From 345c9cf21cc7a7049e9babbed468df17c8fc2a19 Mon Sep 17 00:00:00 2001
From: Martin Whitaker <icarus@martin-whitaker.me.uk>
Date: Wed, 19 Feb 2014 20:11:57 +0000
Subject: [PATCH] Implement correct behaviour for signed vector power
 operations in vvp.

Signed vector power operations were being implemented using the double
pow() function. This gave inaccurate results when the operands or
result were not exactly representable by a 64-bit floating point number.
---
 vvp/arith.cc   | 54 +++++++++++++++++++------------------
 vvp/vthread.cc | 73 ++++++++++++++++++++++++++------------------------
 2 files changed, 66 insertions(+), 61 deletions(-)
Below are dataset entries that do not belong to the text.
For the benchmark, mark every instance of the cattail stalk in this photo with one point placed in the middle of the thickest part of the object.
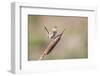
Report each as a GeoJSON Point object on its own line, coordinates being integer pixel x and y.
{"type": "Point", "coordinates": [51, 45]}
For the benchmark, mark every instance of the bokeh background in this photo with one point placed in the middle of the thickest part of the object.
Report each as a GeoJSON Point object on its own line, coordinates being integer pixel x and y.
{"type": "Point", "coordinates": [73, 44]}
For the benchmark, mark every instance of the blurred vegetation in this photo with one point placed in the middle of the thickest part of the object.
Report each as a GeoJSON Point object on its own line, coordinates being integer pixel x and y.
{"type": "Point", "coordinates": [73, 44]}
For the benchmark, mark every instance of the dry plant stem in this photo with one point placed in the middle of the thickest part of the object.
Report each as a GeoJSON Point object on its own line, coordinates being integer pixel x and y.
{"type": "Point", "coordinates": [42, 56]}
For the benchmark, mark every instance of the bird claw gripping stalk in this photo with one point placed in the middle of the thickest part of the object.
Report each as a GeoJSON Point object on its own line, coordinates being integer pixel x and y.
{"type": "Point", "coordinates": [51, 45]}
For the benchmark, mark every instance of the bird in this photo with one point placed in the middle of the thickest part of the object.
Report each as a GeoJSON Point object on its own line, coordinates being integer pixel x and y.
{"type": "Point", "coordinates": [52, 33]}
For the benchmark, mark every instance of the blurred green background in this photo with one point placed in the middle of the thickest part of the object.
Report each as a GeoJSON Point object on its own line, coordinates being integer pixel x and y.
{"type": "Point", "coordinates": [73, 43]}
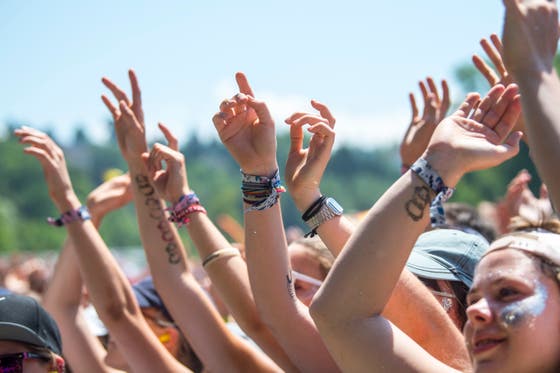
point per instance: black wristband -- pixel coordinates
(313, 209)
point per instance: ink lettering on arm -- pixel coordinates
(157, 213)
(290, 285)
(417, 204)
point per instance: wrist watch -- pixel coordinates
(329, 209)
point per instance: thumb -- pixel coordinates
(260, 108)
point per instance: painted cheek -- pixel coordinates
(526, 310)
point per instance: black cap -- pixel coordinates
(22, 319)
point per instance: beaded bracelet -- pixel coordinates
(81, 213)
(261, 192)
(188, 204)
(430, 176)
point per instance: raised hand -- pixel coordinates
(51, 157)
(170, 182)
(421, 128)
(305, 166)
(109, 196)
(128, 117)
(466, 142)
(247, 130)
(530, 36)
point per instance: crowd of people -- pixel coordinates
(418, 284)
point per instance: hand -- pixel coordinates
(530, 37)
(494, 52)
(129, 119)
(520, 201)
(51, 157)
(466, 142)
(247, 130)
(305, 167)
(109, 196)
(421, 128)
(170, 182)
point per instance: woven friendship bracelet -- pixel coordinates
(425, 172)
(81, 213)
(188, 204)
(261, 192)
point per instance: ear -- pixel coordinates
(58, 365)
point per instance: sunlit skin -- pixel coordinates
(29, 365)
(302, 262)
(513, 316)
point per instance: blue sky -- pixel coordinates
(359, 57)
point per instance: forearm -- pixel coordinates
(270, 275)
(229, 276)
(540, 95)
(364, 275)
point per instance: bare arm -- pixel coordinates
(183, 296)
(348, 307)
(247, 130)
(108, 287)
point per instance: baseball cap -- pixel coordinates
(538, 242)
(147, 296)
(22, 319)
(447, 254)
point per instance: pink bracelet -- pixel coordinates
(188, 204)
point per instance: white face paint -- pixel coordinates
(525, 310)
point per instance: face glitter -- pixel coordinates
(526, 309)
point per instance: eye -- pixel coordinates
(507, 292)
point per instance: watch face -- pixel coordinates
(334, 206)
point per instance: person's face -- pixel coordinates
(168, 335)
(513, 316)
(29, 365)
(302, 262)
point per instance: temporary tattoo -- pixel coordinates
(420, 199)
(290, 285)
(157, 213)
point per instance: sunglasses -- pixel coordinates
(13, 363)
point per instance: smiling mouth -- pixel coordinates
(487, 344)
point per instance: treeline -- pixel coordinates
(356, 178)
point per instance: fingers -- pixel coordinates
(446, 100)
(136, 94)
(172, 141)
(509, 118)
(115, 112)
(324, 111)
(260, 109)
(467, 106)
(296, 138)
(413, 106)
(488, 102)
(243, 84)
(117, 92)
(485, 70)
(494, 56)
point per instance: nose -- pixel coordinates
(479, 312)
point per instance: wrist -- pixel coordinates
(445, 169)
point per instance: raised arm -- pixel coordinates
(218, 349)
(247, 130)
(108, 287)
(422, 127)
(411, 307)
(225, 267)
(62, 299)
(347, 308)
(530, 40)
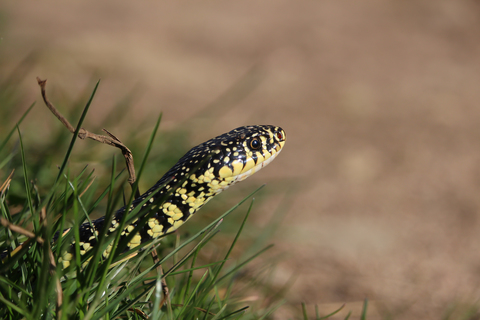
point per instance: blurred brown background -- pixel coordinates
(380, 102)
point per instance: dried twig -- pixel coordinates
(83, 134)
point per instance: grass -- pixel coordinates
(105, 288)
(206, 281)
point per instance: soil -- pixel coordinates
(380, 102)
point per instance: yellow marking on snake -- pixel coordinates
(203, 172)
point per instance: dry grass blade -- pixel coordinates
(6, 184)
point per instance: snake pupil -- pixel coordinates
(255, 143)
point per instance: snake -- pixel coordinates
(202, 173)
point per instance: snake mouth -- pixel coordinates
(244, 175)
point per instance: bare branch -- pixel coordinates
(82, 134)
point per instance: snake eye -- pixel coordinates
(255, 143)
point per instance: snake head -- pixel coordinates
(238, 154)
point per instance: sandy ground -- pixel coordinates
(380, 101)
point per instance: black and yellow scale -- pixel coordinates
(204, 171)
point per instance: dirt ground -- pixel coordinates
(380, 102)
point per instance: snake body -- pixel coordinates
(201, 174)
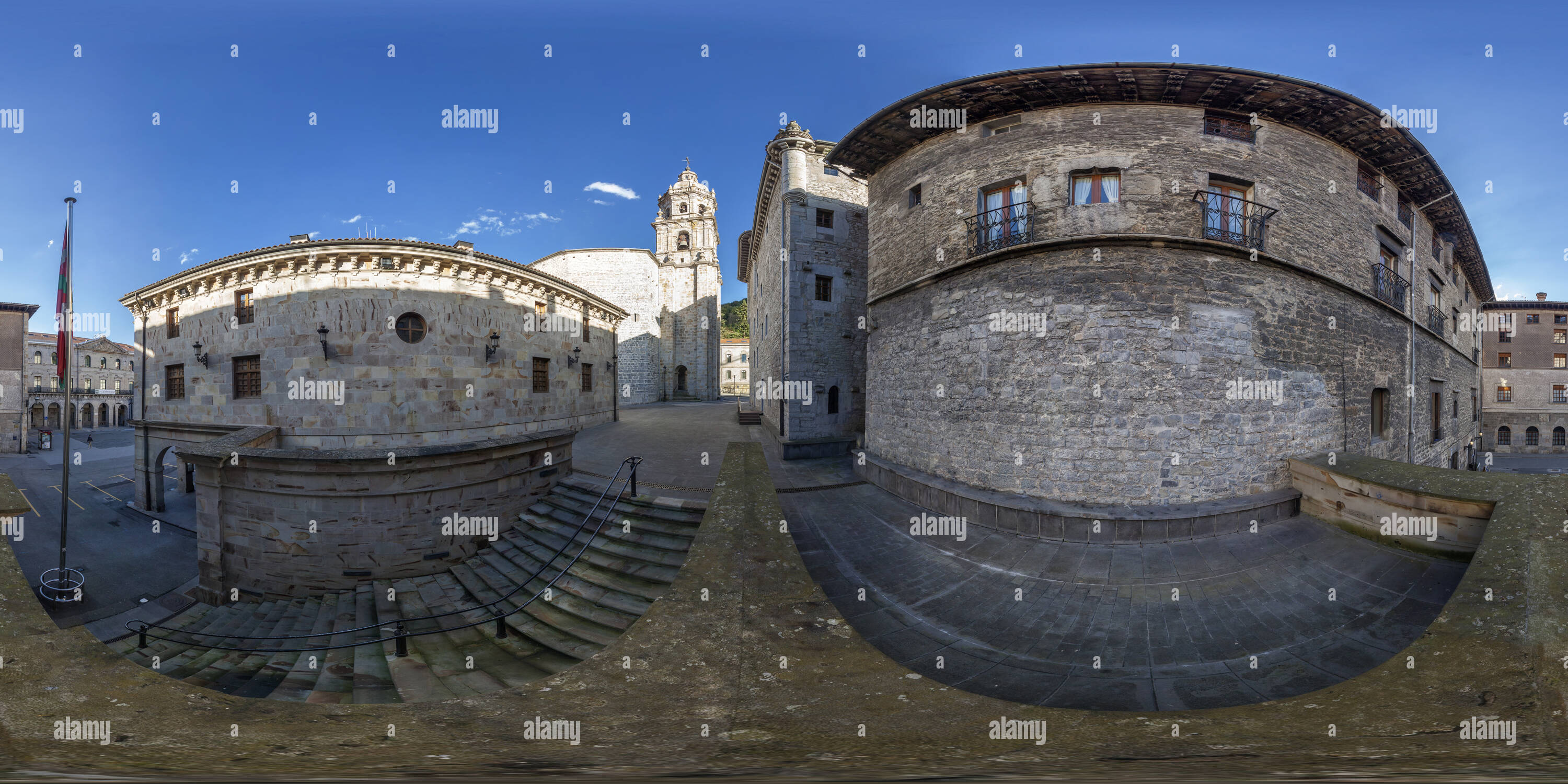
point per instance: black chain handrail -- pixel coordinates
(403, 634)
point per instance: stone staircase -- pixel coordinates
(598, 598)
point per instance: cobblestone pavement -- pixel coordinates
(1119, 626)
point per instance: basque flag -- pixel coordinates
(63, 306)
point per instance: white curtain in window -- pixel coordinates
(1111, 187)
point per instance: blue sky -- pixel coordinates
(247, 118)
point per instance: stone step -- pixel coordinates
(234, 668)
(604, 596)
(612, 532)
(414, 681)
(372, 679)
(559, 534)
(642, 505)
(545, 548)
(336, 683)
(438, 650)
(300, 681)
(281, 664)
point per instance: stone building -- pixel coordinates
(102, 382)
(734, 366)
(670, 341)
(803, 262)
(13, 374)
(1525, 377)
(1150, 284)
(331, 400)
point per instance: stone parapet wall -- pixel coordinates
(377, 513)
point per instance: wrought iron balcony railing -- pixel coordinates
(999, 228)
(1231, 220)
(1388, 286)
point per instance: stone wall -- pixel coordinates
(436, 391)
(292, 523)
(629, 278)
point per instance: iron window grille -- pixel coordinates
(1388, 286)
(999, 228)
(1233, 220)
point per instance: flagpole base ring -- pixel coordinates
(62, 585)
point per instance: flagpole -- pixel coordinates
(66, 584)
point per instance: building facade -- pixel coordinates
(1525, 377)
(330, 402)
(805, 267)
(102, 383)
(670, 339)
(13, 375)
(734, 375)
(1150, 284)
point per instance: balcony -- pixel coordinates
(1231, 220)
(999, 228)
(1388, 286)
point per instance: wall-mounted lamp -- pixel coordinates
(493, 347)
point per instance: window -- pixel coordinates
(245, 306)
(1366, 181)
(1228, 128)
(411, 328)
(175, 382)
(1379, 413)
(541, 375)
(248, 377)
(1001, 126)
(1097, 187)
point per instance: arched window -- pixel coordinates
(411, 328)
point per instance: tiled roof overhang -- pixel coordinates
(1307, 106)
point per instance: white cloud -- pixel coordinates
(612, 189)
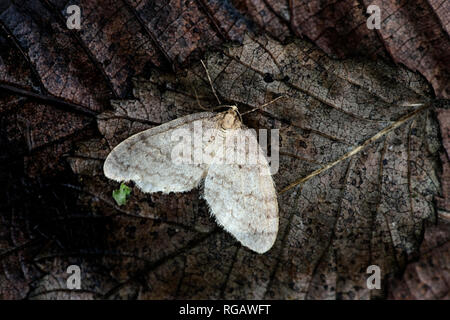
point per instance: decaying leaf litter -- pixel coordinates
(367, 209)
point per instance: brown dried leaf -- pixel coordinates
(429, 277)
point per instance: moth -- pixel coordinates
(241, 196)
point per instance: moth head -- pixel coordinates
(231, 118)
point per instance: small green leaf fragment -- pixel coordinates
(121, 194)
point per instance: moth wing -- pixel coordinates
(243, 199)
(146, 157)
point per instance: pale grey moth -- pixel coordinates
(241, 196)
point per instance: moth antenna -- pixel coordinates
(265, 104)
(210, 82)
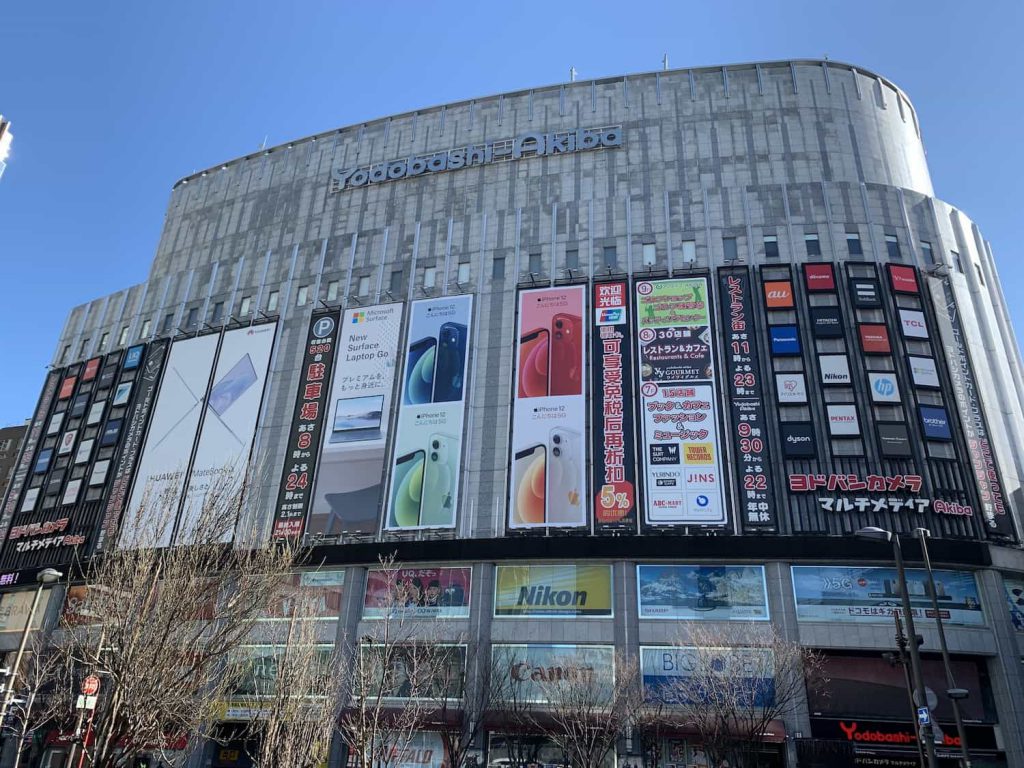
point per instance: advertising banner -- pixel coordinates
(531, 669)
(160, 480)
(742, 382)
(136, 420)
(418, 593)
(295, 493)
(612, 423)
(983, 464)
(425, 469)
(548, 483)
(562, 590)
(680, 675)
(350, 476)
(228, 427)
(869, 595)
(29, 445)
(682, 458)
(716, 593)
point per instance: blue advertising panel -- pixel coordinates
(720, 593)
(871, 595)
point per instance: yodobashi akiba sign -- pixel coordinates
(524, 145)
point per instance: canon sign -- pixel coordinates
(524, 145)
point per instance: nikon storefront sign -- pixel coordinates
(553, 591)
(524, 145)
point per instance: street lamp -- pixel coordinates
(44, 578)
(880, 535)
(955, 694)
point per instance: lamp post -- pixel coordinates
(880, 535)
(954, 693)
(45, 578)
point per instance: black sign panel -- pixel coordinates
(748, 423)
(826, 322)
(295, 494)
(865, 293)
(612, 426)
(798, 439)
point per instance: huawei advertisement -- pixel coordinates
(548, 483)
(350, 473)
(428, 440)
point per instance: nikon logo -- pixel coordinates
(525, 145)
(546, 596)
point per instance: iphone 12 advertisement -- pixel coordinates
(548, 481)
(425, 467)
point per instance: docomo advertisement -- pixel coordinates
(612, 422)
(682, 463)
(349, 476)
(548, 483)
(229, 421)
(162, 471)
(428, 441)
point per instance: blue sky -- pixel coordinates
(113, 102)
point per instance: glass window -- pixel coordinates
(892, 246)
(571, 258)
(812, 244)
(649, 254)
(729, 249)
(926, 249)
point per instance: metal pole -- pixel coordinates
(923, 535)
(919, 677)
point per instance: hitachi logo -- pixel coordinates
(547, 596)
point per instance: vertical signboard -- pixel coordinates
(548, 483)
(747, 411)
(427, 453)
(228, 426)
(307, 426)
(611, 423)
(983, 465)
(681, 454)
(350, 473)
(136, 420)
(160, 481)
(32, 437)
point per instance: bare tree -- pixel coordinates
(589, 706)
(162, 623)
(393, 679)
(728, 687)
(293, 708)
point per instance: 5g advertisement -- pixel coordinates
(350, 472)
(548, 483)
(428, 441)
(681, 458)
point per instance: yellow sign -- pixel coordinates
(553, 591)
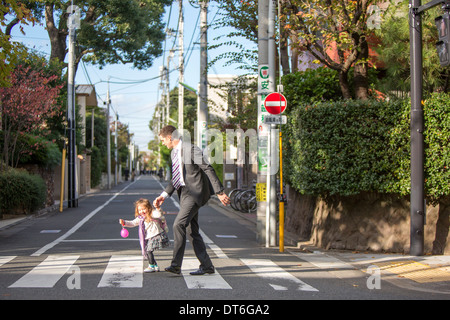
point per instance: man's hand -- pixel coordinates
(224, 198)
(158, 201)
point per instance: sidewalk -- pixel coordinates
(425, 273)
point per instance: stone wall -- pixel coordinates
(367, 222)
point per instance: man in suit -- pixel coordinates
(195, 181)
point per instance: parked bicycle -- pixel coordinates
(243, 200)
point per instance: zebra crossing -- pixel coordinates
(126, 271)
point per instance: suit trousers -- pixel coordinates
(187, 222)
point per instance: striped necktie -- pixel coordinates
(176, 172)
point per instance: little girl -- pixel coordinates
(152, 230)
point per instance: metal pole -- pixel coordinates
(116, 158)
(202, 116)
(417, 140)
(72, 201)
(263, 7)
(108, 140)
(281, 203)
(63, 169)
(273, 139)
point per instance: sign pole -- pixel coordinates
(281, 203)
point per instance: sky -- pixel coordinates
(135, 102)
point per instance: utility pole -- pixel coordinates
(262, 129)
(417, 152)
(418, 212)
(202, 112)
(181, 68)
(73, 23)
(168, 89)
(108, 139)
(273, 133)
(116, 158)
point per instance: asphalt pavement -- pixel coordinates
(79, 254)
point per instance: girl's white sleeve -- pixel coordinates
(131, 223)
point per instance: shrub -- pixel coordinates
(21, 192)
(348, 147)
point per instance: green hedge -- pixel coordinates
(348, 147)
(21, 192)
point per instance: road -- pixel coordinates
(79, 254)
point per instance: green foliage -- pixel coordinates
(312, 85)
(437, 145)
(21, 192)
(349, 147)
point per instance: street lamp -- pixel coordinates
(443, 45)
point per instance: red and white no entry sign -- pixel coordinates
(275, 103)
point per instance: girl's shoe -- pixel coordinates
(151, 268)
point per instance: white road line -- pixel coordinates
(123, 271)
(207, 281)
(331, 264)
(78, 225)
(6, 259)
(47, 273)
(269, 270)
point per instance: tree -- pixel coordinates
(26, 105)
(112, 31)
(325, 27)
(11, 52)
(395, 54)
(242, 16)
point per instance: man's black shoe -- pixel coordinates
(172, 269)
(201, 271)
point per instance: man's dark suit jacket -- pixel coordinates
(199, 176)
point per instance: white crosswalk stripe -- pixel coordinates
(271, 271)
(123, 272)
(208, 281)
(6, 259)
(47, 273)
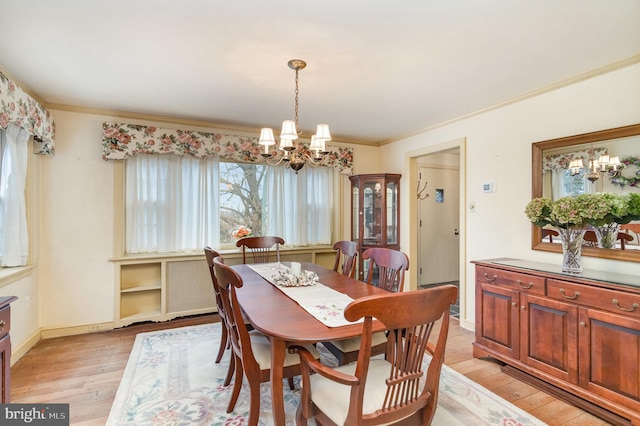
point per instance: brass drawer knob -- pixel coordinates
(631, 309)
(524, 286)
(486, 276)
(575, 295)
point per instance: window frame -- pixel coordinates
(120, 230)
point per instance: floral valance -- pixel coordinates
(120, 141)
(561, 161)
(19, 108)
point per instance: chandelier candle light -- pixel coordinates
(294, 155)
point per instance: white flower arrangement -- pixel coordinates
(287, 279)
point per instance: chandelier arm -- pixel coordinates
(271, 163)
(317, 161)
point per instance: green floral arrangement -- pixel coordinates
(586, 209)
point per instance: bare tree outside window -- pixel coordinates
(241, 193)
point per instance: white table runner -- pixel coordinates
(322, 302)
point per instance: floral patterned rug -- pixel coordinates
(171, 379)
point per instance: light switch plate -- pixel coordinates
(489, 187)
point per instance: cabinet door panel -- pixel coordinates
(497, 319)
(549, 336)
(610, 356)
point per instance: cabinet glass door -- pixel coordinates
(372, 213)
(355, 213)
(392, 209)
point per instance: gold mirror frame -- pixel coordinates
(536, 191)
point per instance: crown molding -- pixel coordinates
(550, 88)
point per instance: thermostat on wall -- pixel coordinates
(489, 187)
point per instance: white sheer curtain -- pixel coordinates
(300, 206)
(170, 201)
(14, 237)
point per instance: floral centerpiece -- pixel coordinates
(569, 215)
(241, 232)
(289, 279)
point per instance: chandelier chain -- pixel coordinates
(296, 104)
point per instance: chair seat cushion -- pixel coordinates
(353, 344)
(333, 398)
(262, 351)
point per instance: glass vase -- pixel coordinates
(571, 239)
(607, 235)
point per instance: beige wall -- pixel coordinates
(498, 146)
(73, 283)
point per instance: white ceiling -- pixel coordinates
(377, 69)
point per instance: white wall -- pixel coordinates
(499, 149)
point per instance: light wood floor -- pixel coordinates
(85, 371)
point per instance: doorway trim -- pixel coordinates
(411, 164)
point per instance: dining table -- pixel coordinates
(285, 322)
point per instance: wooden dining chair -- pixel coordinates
(251, 349)
(211, 254)
(260, 248)
(632, 229)
(346, 257)
(382, 391)
(388, 266)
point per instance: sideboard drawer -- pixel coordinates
(513, 280)
(600, 298)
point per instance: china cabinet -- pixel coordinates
(375, 213)
(575, 336)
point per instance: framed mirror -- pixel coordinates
(552, 177)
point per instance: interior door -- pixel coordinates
(439, 217)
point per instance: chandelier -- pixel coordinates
(605, 163)
(295, 155)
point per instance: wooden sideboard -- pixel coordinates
(5, 348)
(575, 336)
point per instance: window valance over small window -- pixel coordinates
(17, 107)
(121, 141)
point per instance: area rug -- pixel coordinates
(171, 379)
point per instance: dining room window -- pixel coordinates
(182, 204)
(14, 235)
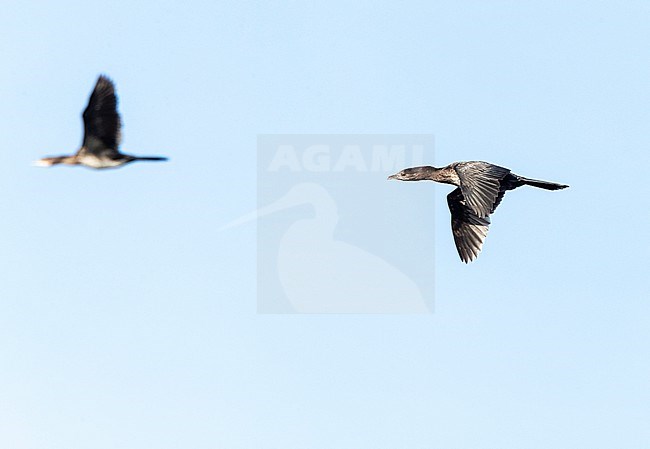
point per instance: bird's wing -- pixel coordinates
(101, 121)
(480, 183)
(468, 228)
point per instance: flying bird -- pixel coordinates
(480, 189)
(102, 133)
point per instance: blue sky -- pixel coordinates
(128, 320)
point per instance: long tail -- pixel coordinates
(149, 158)
(541, 184)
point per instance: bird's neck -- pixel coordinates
(445, 175)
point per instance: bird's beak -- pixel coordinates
(42, 163)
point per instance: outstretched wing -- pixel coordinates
(101, 120)
(480, 184)
(468, 228)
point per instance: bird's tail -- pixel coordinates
(149, 158)
(541, 184)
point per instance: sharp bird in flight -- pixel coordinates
(480, 189)
(102, 125)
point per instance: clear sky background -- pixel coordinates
(127, 320)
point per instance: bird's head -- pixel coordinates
(412, 174)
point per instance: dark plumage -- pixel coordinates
(102, 133)
(480, 189)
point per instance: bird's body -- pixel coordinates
(102, 133)
(480, 189)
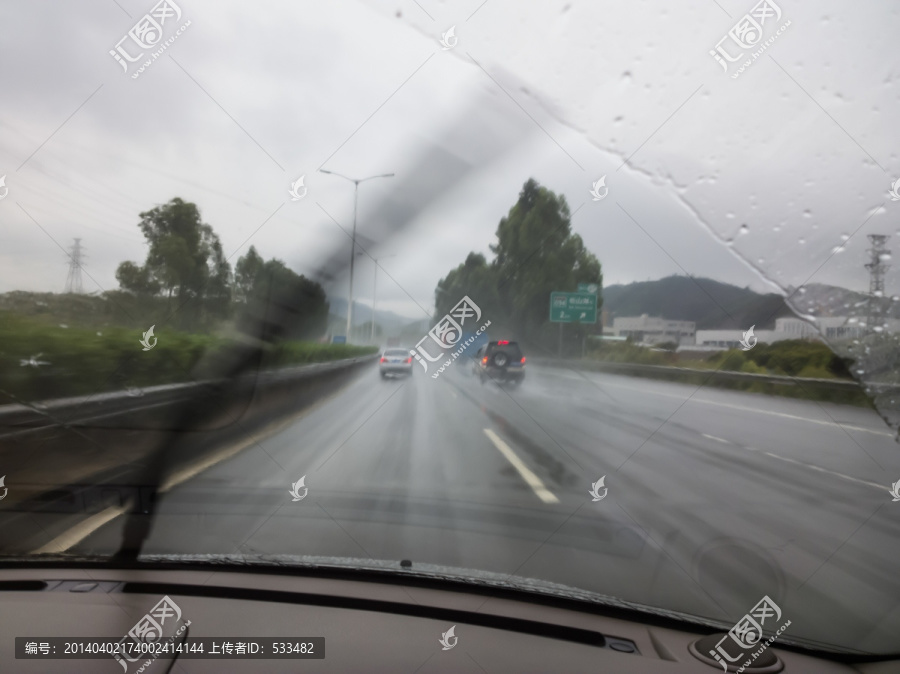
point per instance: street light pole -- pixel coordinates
(356, 183)
(374, 291)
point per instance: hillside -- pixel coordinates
(710, 304)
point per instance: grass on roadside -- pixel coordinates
(76, 361)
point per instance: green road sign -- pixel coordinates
(573, 308)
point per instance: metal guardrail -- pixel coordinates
(17, 418)
(721, 375)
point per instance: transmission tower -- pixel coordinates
(76, 260)
(877, 269)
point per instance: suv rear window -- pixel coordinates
(512, 348)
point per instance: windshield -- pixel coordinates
(214, 221)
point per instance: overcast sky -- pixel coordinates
(798, 152)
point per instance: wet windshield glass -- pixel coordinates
(216, 217)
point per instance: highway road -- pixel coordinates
(713, 498)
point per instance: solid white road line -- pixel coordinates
(783, 415)
(530, 478)
(800, 463)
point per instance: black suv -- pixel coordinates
(501, 362)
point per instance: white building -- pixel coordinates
(716, 340)
(646, 329)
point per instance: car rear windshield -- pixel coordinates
(512, 348)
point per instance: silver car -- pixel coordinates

diff --git a/vvp/arith.cc b/vvp/arith.cc
index c7ee15e85..7b23e3bd6 100644
--- a/vvp/arith.cc
+++ b/vvp/arith.cc
@@ -453,35 +453,37 @@ void vvp_arith_pow::recv_vec4(vvp_net_ptr_t ptr, const vvp_vector4_t&bit,
 {
       dispatch_operand_(ptr, bit);
 
-      vvp_vector4_t res4;
-      if (signed_flag_) {
-	    if (op_a_.has_xz() || op_b_.has_xz()) {
-		  ptr.ptr()->send_vec4(x_val_, 0);
-		  return;
-	    }
+      vvp_vector2_t a2 (op_a_, true);
+      vvp_vector2_t b2 (op_b_, true);
 
-	    double ad, bd, resd;
-	    vector4_to_value(op_a_, ad, true);
-	    vector4_to_value(op_b_, bd, true);
-	      /* 2**-1 and -2**-1 are defined to be zero. */
-	    if ((bd == -1) && (fabs(ad) == 2.0)) resd = 0.0;
-	    else resd = pow(ad, bd);
-
-	    res4 = vvp_vector4_t(wid_, resd);
-      } else {
-	    vvp_vector2_t a2 (op_a_, true);
-	    vvp_vector2_t b2 (op_b_, true);
-
-	    if (a2.is_NaN() || b2.is_NaN()) {
-		  ptr.ptr()->send_vec4(x_val_, 0);
-		  return;
-	    }
-
-	    vvp_vector2_t result = pow(a2, b2);
-	    res4 = vector2_to_vector4(result, wid_);
+        // If we have an X or Z in the arguments return X.
+      if (a2.is_NaN() || b2.is_NaN()) {
+	    ptr.ptr()->send_vec4(x_val_, 0);
+	    return;
       }
 
-      ptr.ptr()->send_vec4(res4, 0);
+	// Is the exponent negative? If so, table 5-6 in IEEE1364-2005
+	// defines what value is returned.
+      if (signed_flag_ && b2.value(b2.size()-1)) {
+	    int a_val;
+	    double r_val = 0.0;
+	    if (vector2_to_value(a2, a_val, true)) {
+		  if (a_val == 0) {
+			ptr.ptr()->send_vec4(x_val_, 0);
+			return;
+		  }
+		  if (a_val == 1) {
+			r_val = 1.0;
+		  }
+		  if (a_val == -1) {
+			r_val = b2.value(0) ? -1.0 : 1.0;
+		  }
+	    }
+	    ptr.ptr()->send_vec4(vvp_vector4_t(wid_, r_val), 0);
+	    return;
+      }
+
+      ptr.ptr()->send_vec4(vector2_to_vector4(pow(a2, b2), wid_), 0);
 }
 
 
diff --git a/vvp/vthread.cc b/vvp/vthread.cc
index 73d9b41f5..5b5171b9b 100644
--- a/vvp/vthread.cc
+++ b/vvp/vthread.cc
@@ -4540,24 +4540,50 @@ bool of_POP_STR(vthread_t thr, vvp_code_t cp)
       return true;
 }
 
-bool of_POW(vthread_t thr, vvp_code_t cp)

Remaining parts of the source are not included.